Luiz Augusto E. Faria e Miguel Rossetto (*)

William S. Lind, junto com outros militares norte-americanos, propôs o conceito de guerra de 4ª geração num famoso artigo na Marine Corps Gazette em 1989. Era uma atualização da ideia de guerra total surgida durante a II Guerra Mundial em que os meios não diretamente militares (espionagem, propaganda, interferência política, ações econômicas, etc.) seriam os decisivos em superar a capacidade de luta do inimigo. Muitos autores hoje fazem referência a esse conceito sob o nome de guerra híbrida. É a forma predominante de conflito nos dias atuais e remonta à Guerra Fria, quando o enfrentamento militar era impossível pela paridade de armas entre EUA e URSS. Está presente na Venezuela, Irã, Turquia, Ucrânia e muito outros lugares. Mesmo entre nós, aqui no pacífico Brasil.

Uma série de acontecimentos que se desenvolve desde o primeiro mandato de Dilma Rousseff apontam para a presença de movimentos desse tipo de guerra contra nosso país. Vivemos um momento particular na ordem internacional em que o fim da Guerra Fria, em vez de ter dado lugar à estabilidade prometida pela globalização, iniciou um período de nova e acirrada disputa dos EUA para preservar sua posição de poder mundial. O enfrentamento é contra China e Rússia e se trava, assim, como no período anterior, principalmente de forma indireta, pela busca de controlar os demais atores na cena internacional. Foi nesse jogo que os norte-americanos traçaram o objetivo de submeter política e economicamente o Brasil.

Se fizermos um paralelo com os acontecimentos da década de 1990 na Rússia sob o governo de Boris Yeltsin, podemos ampliar a clareza do argumento. Com o fim da URSS em 1991, emerge um governo neoliberal na Rússia com a eleição de Yeltsin e cujo objetivo era uma transição acelerada ao capitalismo e uma mudança radical na estrutura do Estado e da economia daquele país. Combinando com essa orientação, um giro de 180 graus na política externa realizou uma aliança subalterna aos EUA inimaginável antes. Desregulação, privatização e extinção do planejamento produziram uma transformação profunda da sociedade e da economia russa. Ao mesmo tempo, o histórico centralismo autoritário permanece, mesmo sob a aparência democrática de eleições livres e multipartidarismo. Para tal empreitada, o governo russo contou com a assessoria de alguns nomes conhecidos no mundo acadêmico estadunidense, como Larry Summers e Jeffrey Sachs, que traziam no currículo a experiência do fascismo de mercado do Chile de Pinochet.

Como resultado, inaugurou-se uma espécie de capitalismo selvagem dirigido por um grupo de oligarcas – novos capitalistas criados pelo transformismo de uma parcela da antiga nomenclatura comunista em pseudoempresários – que se apossou dos ativos estatais.
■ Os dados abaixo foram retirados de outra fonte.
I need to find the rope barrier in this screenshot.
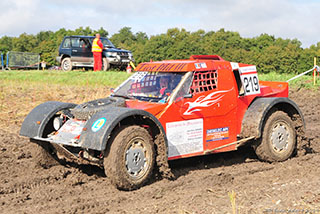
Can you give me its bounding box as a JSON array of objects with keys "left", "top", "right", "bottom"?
[{"left": 287, "top": 65, "right": 320, "bottom": 82}]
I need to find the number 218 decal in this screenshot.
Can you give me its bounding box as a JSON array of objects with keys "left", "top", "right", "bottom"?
[{"left": 241, "top": 74, "right": 260, "bottom": 95}]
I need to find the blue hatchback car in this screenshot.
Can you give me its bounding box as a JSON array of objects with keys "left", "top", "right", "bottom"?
[{"left": 57, "top": 36, "right": 134, "bottom": 71}]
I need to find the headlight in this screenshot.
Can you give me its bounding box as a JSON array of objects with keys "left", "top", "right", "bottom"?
[
  {"left": 53, "top": 117, "right": 62, "bottom": 131},
  {"left": 107, "top": 52, "right": 117, "bottom": 57}
]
A desorganização social foi assombrosa. Entre 1990 e 2000 produziu-se uma queda do PIB de 50,3%, houve o retorno da fome e da miséria e uma redução da expectativa de vida de 68,9 para 65,5 anos. No mesmo período, as forças de defesa e a pesquisa científica e tecnológica foram sucateadas, jogando a Rússia para uma condição de periferia irrelevante no sistema internacional. Na virada do século o triunfo americano parecida completo. Um processo de reação a essa tragédia nasceu do movimento político liderado por Putin, Medvedev e Lavrov, artífice de um renascimento russo que parecia impossível. Hoje a Rússia voltou a ser uma peça decisiva no xadrez internacional, mais que um bispo, quase uma segunda dama branca ao lado da China, e cercando o rei preto americano.
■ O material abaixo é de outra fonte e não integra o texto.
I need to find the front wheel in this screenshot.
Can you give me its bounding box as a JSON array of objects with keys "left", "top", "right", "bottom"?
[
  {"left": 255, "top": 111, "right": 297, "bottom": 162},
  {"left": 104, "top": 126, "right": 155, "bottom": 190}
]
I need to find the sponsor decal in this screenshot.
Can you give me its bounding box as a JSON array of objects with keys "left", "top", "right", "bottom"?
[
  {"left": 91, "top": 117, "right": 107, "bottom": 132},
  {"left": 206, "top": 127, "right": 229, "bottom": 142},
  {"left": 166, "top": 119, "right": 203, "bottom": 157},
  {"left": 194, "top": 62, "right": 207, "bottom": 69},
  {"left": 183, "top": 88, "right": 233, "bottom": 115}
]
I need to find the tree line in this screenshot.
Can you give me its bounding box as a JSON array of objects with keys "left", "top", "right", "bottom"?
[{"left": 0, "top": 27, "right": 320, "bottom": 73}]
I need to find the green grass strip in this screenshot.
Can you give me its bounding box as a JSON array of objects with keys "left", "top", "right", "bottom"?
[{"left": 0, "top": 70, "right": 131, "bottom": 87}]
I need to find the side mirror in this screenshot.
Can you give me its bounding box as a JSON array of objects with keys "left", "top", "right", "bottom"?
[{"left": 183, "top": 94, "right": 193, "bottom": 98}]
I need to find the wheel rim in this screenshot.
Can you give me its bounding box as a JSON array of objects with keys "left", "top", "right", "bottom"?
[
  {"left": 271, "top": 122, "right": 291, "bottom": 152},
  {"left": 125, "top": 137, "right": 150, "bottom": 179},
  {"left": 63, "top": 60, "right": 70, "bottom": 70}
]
A iniciativa é sempre das pedras brancas, por isso a estratégia de segurança dos EUA é hoje de prevenir a ascensão combinada da China e da Rússia. E para tanto, enfraquecer ou destruir possíveis aliados dos dois (Venezuela, Irã, Síria, …). É aqui que entram o Brasil e seus vizinhos. A partir da derrota da agenda ALCA em 2005, e juntamente com governos progressistas da região, a diplomacia brasileira vinha construindo uma posição de liderança no continente latino-americano através do aprofundamento do processo de integração (Mercosul, UNASUL, CELAC). Mais recentemente, dobrou a aposta nessa independência política participando da fundação do IBAS e dos BRICS e afirmando posições de um interesse nacional altivo nas instâncias multilaterais como OMC, FMI, e demais instituições da ONU.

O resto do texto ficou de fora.